Zakonnica – recenzja filmu. Tu kończy się bóg

Pierwszy raz o demonicznej zakonnicy usłyszeliśmy za sprawą jej drugoplanowego udziału w jednej z części kultowej Obecności. Owiany tajemnicą stwór w habicie pobudzał wyobraźnie nawet najbardziej wybrednych fanatyków gatunku. Nic więc dziwnego, że zdecydowano się poświęcić osobną produkcję Valakowi, bowiem jest to postać z potencjałem na dobry horror stanowiący dobre uzupełnienie uniwersum Warenów. Czy charyzmatyczny egzorcysta oraz młoda służebnica boża poradzą sobie ze złem skrywającym się w mroku średniowiecznego zakonu?

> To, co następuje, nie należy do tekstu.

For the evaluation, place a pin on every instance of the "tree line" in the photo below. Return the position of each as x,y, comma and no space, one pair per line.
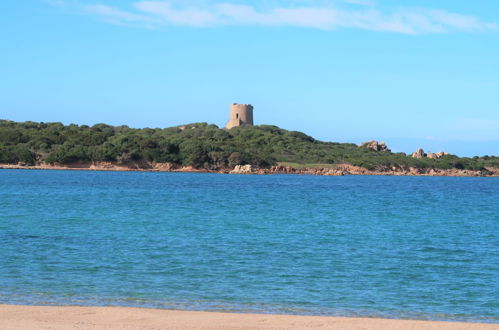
200,145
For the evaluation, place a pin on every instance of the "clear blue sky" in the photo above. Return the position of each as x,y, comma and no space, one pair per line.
411,73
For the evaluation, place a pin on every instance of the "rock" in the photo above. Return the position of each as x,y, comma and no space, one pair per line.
375,145
333,172
242,169
418,154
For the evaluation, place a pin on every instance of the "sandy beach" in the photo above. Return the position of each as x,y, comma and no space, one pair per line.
51,317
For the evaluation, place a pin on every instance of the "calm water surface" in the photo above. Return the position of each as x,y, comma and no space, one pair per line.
403,247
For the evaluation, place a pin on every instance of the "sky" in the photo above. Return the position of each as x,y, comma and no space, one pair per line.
410,73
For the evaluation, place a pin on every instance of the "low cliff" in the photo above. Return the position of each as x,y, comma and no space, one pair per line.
338,170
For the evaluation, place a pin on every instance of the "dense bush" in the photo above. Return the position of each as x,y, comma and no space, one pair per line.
200,145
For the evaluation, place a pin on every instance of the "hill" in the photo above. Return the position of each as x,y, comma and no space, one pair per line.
201,146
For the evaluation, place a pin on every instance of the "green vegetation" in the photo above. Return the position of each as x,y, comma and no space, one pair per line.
200,145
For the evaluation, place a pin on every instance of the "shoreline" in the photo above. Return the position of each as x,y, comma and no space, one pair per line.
337,170
65,317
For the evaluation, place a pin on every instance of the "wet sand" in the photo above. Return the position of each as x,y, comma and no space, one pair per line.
50,317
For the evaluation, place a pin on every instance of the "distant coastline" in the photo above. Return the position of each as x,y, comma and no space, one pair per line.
336,170
201,147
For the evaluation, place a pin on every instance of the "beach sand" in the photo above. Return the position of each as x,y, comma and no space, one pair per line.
50,317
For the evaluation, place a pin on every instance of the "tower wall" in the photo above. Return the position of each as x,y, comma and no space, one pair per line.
240,114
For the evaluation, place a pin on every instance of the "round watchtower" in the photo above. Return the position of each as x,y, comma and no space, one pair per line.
240,114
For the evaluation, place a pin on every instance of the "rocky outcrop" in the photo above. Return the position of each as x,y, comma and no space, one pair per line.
418,154
242,169
337,170
436,155
374,145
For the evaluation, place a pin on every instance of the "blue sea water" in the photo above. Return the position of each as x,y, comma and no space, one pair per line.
398,247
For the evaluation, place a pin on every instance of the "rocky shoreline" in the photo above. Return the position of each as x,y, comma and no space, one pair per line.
338,170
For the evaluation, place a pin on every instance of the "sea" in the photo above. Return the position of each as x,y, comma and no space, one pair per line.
360,246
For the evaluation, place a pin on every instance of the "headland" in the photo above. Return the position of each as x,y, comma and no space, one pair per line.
200,147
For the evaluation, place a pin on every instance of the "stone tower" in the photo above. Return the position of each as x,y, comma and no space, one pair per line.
240,114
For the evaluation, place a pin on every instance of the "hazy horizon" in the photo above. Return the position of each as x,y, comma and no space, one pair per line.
413,73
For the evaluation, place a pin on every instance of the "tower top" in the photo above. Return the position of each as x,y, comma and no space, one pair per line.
240,114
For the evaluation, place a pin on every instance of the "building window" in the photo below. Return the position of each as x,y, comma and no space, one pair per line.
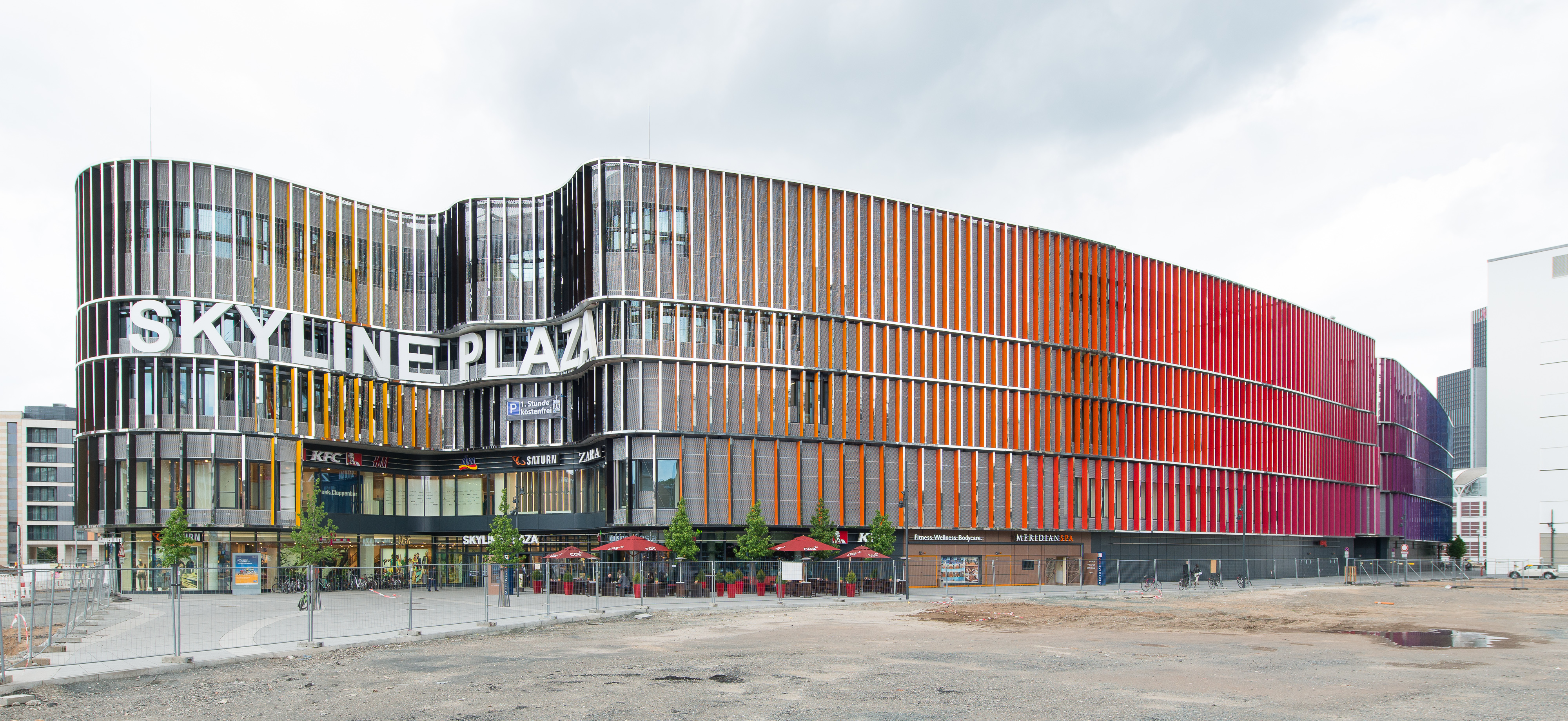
43,476
810,399
652,483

Zakonnica – recenzja filmu. Tu kończy się bóg

Podróż w nieznane

Mamy rok 1952 roku, kiedy to pewnego dnia jeden z mieszkańców pobliskiej wioski napotyka martwą zakonnicę przed wrotami klasztoru. Wszelkie ślady świadczą o samobójstwie jednak hierarchowie kościelni nie są co do tego zdarzenia specjalnie przekonani. Watykan w celu przeprowadzenia śledztwa postanawia wysłać na miejsce ojca Burke, któremu w realizacji powierzonego zadania ma pomóc będąca tuż przed ślubami zakonnymi siostra Irene. Na miejscu ich oczom ukazuje się ogromna, sprawiająca wrażenie opuszczonej, wiekowa budowla dumnie prezentująca się pośród leśnej gęstwiny. Nie trudno się dziwić, że mieszkańcy pobliskiej wsi uznają to miejsce za przeklęte, a napotkanych turystów traktują jako nieproszonych gości. Z tego schematu wyłamuje się jednak jeden z miejscowych chłopów, który za punkt honoru stawia sobie pomoc przyjezdnym w dostaniu się do klasztoru i rozwiązaniu zagadki.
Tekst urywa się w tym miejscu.